The first obstacle to note, our most significant trading partner, China, has just announced a severe decline in their economy. Chinese GDP just reported down more than 2 1/2% for the quarter. The slower Chinese economy will have an impact on US exports. China is a primary market for US Goods. Even more significant all of those “Supply Chain” issues return with a vengeance. Indications are that China is going through another Covid lockdown, meaning that materials, components, and supplies will become difficult to source.
On the other side of the globe, Europe is reporting very tepid growth. They’re facing the worst energy crisis since World War II. The chance of a European Union recession is incredibly high right now. And like China, a European economic decline would affect both US exports and Supply Chain.

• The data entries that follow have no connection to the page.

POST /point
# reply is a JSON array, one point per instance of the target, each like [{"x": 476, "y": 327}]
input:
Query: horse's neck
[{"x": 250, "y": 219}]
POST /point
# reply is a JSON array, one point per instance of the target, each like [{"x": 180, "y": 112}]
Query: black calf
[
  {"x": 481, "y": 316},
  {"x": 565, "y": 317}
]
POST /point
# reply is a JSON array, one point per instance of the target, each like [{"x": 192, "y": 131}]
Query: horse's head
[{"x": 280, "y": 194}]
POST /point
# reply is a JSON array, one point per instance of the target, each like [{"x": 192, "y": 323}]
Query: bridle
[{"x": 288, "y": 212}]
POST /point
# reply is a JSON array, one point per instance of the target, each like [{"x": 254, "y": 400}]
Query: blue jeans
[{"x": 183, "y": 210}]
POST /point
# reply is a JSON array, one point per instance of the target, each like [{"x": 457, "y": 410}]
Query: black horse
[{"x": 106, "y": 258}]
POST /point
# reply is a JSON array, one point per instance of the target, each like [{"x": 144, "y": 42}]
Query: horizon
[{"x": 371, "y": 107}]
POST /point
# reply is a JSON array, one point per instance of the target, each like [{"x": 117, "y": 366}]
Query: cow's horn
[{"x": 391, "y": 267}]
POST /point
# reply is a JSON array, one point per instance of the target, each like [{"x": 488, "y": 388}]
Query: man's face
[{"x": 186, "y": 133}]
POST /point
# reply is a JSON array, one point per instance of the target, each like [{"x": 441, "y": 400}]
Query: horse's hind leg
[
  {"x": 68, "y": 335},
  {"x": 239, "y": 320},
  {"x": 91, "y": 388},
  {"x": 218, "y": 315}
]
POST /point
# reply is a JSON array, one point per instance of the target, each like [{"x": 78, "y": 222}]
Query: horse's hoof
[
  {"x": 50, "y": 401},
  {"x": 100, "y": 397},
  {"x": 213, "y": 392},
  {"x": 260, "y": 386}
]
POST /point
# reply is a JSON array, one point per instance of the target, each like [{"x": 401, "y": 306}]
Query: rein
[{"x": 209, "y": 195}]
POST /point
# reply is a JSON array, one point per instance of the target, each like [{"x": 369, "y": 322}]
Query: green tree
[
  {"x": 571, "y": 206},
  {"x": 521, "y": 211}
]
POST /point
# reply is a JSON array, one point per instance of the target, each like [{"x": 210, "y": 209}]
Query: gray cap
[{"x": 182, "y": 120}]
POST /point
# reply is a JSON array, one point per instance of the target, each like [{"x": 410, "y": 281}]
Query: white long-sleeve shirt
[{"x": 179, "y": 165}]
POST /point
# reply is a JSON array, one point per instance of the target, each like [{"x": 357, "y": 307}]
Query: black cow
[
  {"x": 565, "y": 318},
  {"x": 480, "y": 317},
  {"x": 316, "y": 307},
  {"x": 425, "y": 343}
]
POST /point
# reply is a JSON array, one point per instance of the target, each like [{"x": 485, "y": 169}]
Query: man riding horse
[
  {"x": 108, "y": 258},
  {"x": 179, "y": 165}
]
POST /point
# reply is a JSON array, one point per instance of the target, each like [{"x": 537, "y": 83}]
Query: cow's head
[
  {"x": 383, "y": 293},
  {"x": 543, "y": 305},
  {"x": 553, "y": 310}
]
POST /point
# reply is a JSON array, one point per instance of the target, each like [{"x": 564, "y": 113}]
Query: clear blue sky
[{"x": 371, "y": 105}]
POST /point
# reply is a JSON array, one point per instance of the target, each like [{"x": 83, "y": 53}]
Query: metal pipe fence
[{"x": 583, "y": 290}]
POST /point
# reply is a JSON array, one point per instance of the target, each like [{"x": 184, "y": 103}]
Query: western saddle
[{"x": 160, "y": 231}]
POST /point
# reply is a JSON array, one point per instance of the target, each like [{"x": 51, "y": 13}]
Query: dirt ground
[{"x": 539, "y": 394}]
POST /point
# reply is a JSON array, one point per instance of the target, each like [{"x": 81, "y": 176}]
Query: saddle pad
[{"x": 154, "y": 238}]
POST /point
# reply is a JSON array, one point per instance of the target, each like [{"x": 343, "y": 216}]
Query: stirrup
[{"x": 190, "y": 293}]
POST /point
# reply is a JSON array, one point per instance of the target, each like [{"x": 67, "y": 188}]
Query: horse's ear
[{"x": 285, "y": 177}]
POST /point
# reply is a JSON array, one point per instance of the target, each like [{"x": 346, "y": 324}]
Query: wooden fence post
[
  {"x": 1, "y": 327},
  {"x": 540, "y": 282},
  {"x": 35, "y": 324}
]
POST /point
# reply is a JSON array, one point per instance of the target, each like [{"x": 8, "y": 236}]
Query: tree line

Finally, the US will hold its mid-term elections in just over a month. If we can believe current voter surveys, there is the potential for a significant change in Washington. The most likely change is in the House of Representatives, the originator of all tax and budget policy. With President Biden promising higher corporate tax rates, he would be in direct conflict with a newly positioned house. A Republican-controlled House would likely result in significant budget and tax battles.
Overall much rides on tomorrow’s reading of GDP, with profound implications for both the economy and US Politics.